I'm not sure "eating well" has the same meaning for everybody. :) Perhaps we
should say "eating safely" or something.

------
hvass
Related to this topic I think you might find Dr. Terry Wahls' story
fascinating, she pretty much 'cured' herself from Multiple Sclerosis by
adopting a 'paleo' diet. She presented her findings at the 2011 Neuroscience
conference ("Effects of intensive directed nutrition, progressive exercise
program and neuromuscular electrical stimulation on secondary progressive
multiple sclerosis (PDF)[1]") She also had a TED talk[2] taking us through the
process of getting out of her wheelchair and the specific food she ate.

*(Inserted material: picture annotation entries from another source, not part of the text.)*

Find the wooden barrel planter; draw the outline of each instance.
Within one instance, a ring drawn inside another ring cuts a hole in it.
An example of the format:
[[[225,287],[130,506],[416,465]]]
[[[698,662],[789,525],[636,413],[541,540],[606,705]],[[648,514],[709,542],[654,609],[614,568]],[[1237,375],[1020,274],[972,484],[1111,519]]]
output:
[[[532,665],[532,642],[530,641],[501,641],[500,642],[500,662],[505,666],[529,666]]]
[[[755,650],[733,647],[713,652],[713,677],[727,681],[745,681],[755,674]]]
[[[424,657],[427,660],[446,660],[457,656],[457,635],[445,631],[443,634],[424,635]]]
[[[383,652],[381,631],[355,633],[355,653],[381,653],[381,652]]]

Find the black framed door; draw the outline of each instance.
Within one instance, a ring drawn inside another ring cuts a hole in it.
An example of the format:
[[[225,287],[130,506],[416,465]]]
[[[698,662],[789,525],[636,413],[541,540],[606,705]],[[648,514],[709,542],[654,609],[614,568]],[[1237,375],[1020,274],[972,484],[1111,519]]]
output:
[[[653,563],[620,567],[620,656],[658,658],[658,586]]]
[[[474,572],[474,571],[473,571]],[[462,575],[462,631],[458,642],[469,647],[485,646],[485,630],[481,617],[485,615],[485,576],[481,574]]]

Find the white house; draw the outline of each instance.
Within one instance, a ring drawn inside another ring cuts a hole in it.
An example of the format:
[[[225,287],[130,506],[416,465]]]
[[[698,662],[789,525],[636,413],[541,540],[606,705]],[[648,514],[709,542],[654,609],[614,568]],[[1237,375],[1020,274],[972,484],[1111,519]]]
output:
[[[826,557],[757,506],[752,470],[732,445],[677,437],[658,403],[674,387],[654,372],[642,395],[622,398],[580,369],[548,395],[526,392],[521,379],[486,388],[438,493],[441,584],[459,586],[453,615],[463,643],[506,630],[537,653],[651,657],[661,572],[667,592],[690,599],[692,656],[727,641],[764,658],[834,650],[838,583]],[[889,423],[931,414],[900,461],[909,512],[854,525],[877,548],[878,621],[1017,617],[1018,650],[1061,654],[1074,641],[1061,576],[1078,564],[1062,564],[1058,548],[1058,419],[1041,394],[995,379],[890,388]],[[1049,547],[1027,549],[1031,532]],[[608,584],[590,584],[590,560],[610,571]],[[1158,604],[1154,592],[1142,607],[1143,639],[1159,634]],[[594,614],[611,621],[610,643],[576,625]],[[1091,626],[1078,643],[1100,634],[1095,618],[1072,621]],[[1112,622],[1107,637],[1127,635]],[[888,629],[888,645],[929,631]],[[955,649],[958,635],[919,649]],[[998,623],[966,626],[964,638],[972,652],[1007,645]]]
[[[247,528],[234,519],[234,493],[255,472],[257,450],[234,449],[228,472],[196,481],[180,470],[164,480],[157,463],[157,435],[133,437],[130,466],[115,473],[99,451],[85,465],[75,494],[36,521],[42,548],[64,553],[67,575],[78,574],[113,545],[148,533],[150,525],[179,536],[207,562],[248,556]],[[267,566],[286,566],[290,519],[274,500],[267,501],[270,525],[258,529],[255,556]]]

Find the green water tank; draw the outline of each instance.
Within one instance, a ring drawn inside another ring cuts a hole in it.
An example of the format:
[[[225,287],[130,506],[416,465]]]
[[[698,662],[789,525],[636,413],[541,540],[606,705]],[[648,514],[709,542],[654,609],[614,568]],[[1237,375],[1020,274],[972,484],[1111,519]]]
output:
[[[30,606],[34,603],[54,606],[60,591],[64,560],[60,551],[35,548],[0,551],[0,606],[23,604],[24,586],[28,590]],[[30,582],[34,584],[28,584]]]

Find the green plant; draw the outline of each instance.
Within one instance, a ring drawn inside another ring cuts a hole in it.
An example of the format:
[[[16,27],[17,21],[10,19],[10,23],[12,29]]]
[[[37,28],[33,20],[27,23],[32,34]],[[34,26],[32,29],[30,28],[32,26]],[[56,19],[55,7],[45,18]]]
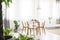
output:
[[[33,38],[20,34],[19,40],[33,40]]]
[[[9,7],[10,3],[12,3],[12,0],[2,0],[2,2],[4,2],[7,7]]]
[[[14,40],[33,40],[33,38],[20,34],[18,38],[14,37]]]
[[[11,32],[12,32],[12,29],[3,29],[3,34],[4,34],[5,36],[10,35]]]
[[[18,24],[18,22],[16,20],[14,20],[14,24],[15,24],[15,29],[17,30],[18,27],[19,27],[19,24]]]

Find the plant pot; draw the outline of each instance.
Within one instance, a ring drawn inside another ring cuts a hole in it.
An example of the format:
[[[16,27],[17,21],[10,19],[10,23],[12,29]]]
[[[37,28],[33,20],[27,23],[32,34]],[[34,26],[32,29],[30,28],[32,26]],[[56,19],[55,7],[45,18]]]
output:
[[[12,38],[12,36],[4,36],[5,37],[5,40],[8,40],[8,39],[11,39]]]

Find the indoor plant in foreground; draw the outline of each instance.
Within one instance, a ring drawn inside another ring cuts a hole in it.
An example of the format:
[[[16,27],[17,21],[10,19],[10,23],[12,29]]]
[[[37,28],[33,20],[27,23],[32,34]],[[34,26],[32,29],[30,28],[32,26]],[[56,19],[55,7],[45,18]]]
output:
[[[9,29],[9,28],[3,29],[5,40],[12,38],[12,36],[10,35],[11,32],[12,32],[12,29]]]

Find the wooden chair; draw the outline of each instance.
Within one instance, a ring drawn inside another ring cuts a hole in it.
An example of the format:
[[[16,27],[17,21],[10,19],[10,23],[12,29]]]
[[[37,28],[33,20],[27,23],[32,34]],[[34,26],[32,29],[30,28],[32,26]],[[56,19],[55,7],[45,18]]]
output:
[[[23,32],[23,31],[26,32],[26,30],[27,30],[27,26],[26,26],[26,25],[27,25],[26,23],[23,23],[23,22],[22,22],[22,26],[23,26],[23,28],[22,28],[22,32]]]
[[[41,34],[41,29],[40,29],[40,22],[36,19],[32,20],[34,21],[34,23],[37,23],[37,26],[35,26],[35,30],[36,30],[36,35]],[[33,24],[34,25],[34,24]]]

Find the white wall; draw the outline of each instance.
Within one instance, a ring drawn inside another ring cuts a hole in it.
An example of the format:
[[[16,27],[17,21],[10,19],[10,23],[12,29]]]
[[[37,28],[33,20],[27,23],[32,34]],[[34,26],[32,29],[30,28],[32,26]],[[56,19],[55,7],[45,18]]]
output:
[[[35,4],[34,4],[35,1]],[[51,16],[52,22],[59,18],[60,3],[56,4],[56,0],[40,0],[40,9],[38,8],[38,0],[13,0],[10,7],[7,9],[7,14],[11,26],[13,20],[28,21],[31,19],[45,20],[48,23],[48,17]]]

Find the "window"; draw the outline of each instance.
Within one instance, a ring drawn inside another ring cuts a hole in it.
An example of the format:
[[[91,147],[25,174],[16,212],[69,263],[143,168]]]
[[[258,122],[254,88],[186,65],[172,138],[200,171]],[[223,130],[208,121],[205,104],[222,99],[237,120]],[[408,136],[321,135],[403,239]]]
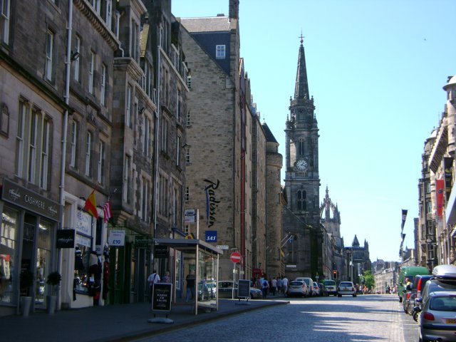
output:
[[[16,135],[16,175],[22,176],[24,170],[24,133],[27,106],[23,101],[19,103],[19,112],[17,118],[17,133]]]
[[[142,177],[141,187],[141,219],[147,222],[147,202],[149,199],[149,182]]]
[[[105,182],[105,142],[100,141],[100,144],[98,145],[98,173],[97,175],[97,181],[101,185]]]
[[[51,123],[47,119],[43,125],[43,135],[41,142],[41,179],[40,186],[45,190],[48,189],[48,170],[49,169],[49,144]]]
[[[81,38],[78,36],[76,36],[76,40],[74,44],[74,51],[73,53],[79,53],[78,57],[74,60],[74,79],[79,82],[80,76],[79,76],[79,60],[81,59]]]
[[[86,135],[86,175],[90,176],[92,174],[92,160],[91,160],[91,147],[92,147],[92,133],[87,132]]]
[[[52,81],[52,66],[53,58],[54,33],[49,29],[46,34],[46,70],[45,77]]]
[[[125,203],[130,203],[130,169],[131,165],[131,157],[125,155],[125,162],[123,168],[123,199]]]
[[[149,157],[150,146],[150,119],[146,115],[144,118],[144,134],[142,135],[142,152],[146,157]]]
[[[74,120],[71,121],[71,141],[70,141],[70,166],[71,167],[76,167],[76,154],[78,152],[78,123]]]
[[[185,187],[185,199],[186,202],[188,202],[190,200],[190,188],[189,187]]]
[[[88,92],[95,95],[95,53],[90,51],[90,57],[88,65]]]
[[[185,163],[190,163],[190,147],[187,147],[185,149]]]
[[[38,135],[38,115],[36,110],[31,114],[30,135],[28,138],[28,177],[27,180],[35,184],[36,175],[36,140]]]
[[[103,63],[101,66],[101,89],[100,90],[100,102],[101,105],[106,104],[106,66]]]
[[[131,128],[131,86],[127,86],[127,93],[125,94],[125,125]]]
[[[168,152],[168,121],[165,118],[162,120],[162,151]]]
[[[176,165],[180,165],[180,137],[177,135],[176,139]]]
[[[298,190],[296,195],[298,210],[306,210],[306,192],[304,190]]]
[[[215,46],[215,59],[225,59],[225,46]]]
[[[0,36],[5,44],[9,43],[9,1],[0,0]]]

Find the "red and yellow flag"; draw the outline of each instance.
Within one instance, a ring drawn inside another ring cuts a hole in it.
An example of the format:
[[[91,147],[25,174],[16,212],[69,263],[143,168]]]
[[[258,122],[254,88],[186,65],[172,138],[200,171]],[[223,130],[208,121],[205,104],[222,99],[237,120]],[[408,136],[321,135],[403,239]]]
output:
[[[84,210],[88,212],[95,219],[98,218],[98,212],[97,210],[97,200],[95,197],[95,190],[92,190],[92,193],[89,195],[84,204]]]

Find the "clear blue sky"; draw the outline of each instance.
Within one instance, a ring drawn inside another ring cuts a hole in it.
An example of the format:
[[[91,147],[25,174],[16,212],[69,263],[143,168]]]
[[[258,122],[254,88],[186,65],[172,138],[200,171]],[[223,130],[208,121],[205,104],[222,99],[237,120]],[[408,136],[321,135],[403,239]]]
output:
[[[172,0],[175,16],[228,14],[229,0]],[[285,120],[299,38],[341,233],[370,259],[398,260],[401,210],[414,247],[424,142],[438,126],[442,87],[456,74],[454,0],[240,0],[241,56],[254,101],[285,160]],[[282,170],[282,179],[284,179]]]

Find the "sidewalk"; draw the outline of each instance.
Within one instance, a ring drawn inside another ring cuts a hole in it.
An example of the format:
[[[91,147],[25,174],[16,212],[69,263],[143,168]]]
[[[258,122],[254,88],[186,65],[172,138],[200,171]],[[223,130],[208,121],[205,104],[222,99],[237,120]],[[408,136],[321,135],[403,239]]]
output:
[[[285,297],[271,296],[249,300],[248,303],[249,305],[239,305],[237,299],[219,299],[217,311],[200,310],[196,316],[192,314],[190,305],[178,304],[168,313],[168,318],[174,321],[172,323],[148,322],[154,318],[148,303],[59,311],[52,316],[41,312],[28,317],[9,316],[0,318],[0,336],[1,341],[128,341],[289,302]],[[159,316],[165,315],[157,315]]]

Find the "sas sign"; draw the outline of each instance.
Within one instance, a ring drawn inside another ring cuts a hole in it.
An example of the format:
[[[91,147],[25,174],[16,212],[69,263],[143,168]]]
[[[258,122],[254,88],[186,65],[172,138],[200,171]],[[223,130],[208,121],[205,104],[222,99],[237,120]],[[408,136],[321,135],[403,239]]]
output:
[[[217,230],[206,231],[206,242],[217,242]]]

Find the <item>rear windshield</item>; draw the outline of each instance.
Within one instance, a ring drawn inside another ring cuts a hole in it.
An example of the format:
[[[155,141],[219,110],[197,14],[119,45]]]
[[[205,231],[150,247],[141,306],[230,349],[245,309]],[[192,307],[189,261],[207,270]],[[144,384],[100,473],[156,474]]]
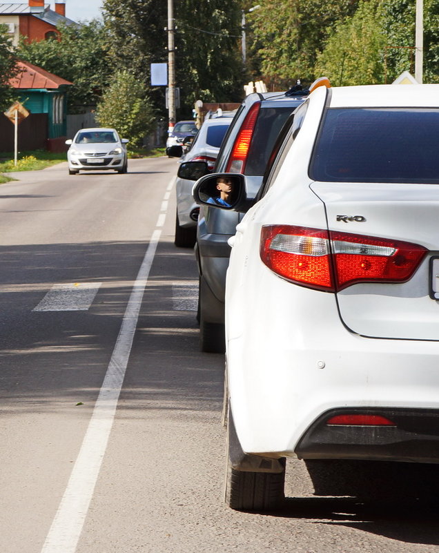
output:
[[[220,148],[222,139],[228,128],[228,125],[215,125],[207,129],[206,142],[214,148]]]
[[[246,175],[264,175],[280,129],[295,109],[295,106],[261,108],[246,163]]]
[[[191,133],[195,128],[195,123],[177,123],[174,127],[174,133]]]
[[[310,166],[313,180],[439,184],[439,110],[332,108]]]
[[[95,144],[102,142],[117,142],[117,137],[110,130],[94,130],[80,133],[75,142],[79,144]]]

I know this immediately turns on your B.S. sensors, but she changed her
lifestyle after spending hours on Pubmed doing research on nutrition's impact
on the brain and specifically the mitochondria. I highly recommend the talk,
it is both very informative and very moving. And there are some saddening
statistics about the lack of vitamins and minerals in the American population.

[1] <http://www.sfn.org/am2011/pdf/prelim/SUN_Poster_PM_v2.pdf> [2]
[http://www.youtube.com/watch?v=KLjgBLwH3Wc&feature=playe...](http://www.youtube.com/watch?v=KLjgBLwH3Wc&feature=player_embedded)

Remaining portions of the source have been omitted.